Title: Venison Loaf With Noodles
Categories: Meats
Yield: 1 Batch
--------------------------------VENISON LOAF--------------------------------
1 1/2 lb Ground venison
3/4 c Milk
1 pk Lipton's onion soup mix
1 Egg; lightly beaten
1 1/2 c Soft bread crumbs
1/4 c Catsup
1 tb Brown sugar
1 tb Prepared mustard
4 sl Jack cheese
-----------------------------POPPY SEED NOODLES-----------------------------
1/2 lb Dry egg noodles (3 c)
2 tb Butter
1/2 c Half-and-half
1/2 c Jack cheese; grated
1 ts Poppy seeds
Venison Loaf:
Lightly oil a 9" ring mold. Combine milk, onion soup mix, egg, and
bread crumbs. Let stand until mixture is mushy. Combine mixture
with ground venison. Shape into mold and turn out onto baking pan.

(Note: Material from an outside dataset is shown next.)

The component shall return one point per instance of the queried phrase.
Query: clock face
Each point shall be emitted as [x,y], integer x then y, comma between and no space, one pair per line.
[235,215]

(You can do this with any meatloaf: very pretty and easy to slice).
Combine the catsup, brown sugar, and prepared mustard. Brush
mixture onto loaf. Bake in a preheated 400 F oven for 40 minutes,
brushing with catsup mixture once more during baking.
Remove loaf from oven and arrange Jack cheese slices over loaf.
Bake about 5 minutes longer until cheese melts. Slide onto serving
plate. Fill center with Poppy Seed Noodles.
Poppy Seed Noodles:
Cook the noodles according to directions on the package, or until
tender. Drain well. Toss with butter, half-and-half and Jack
cheese. Sprinkle on the poppy seeds and toss well to mix.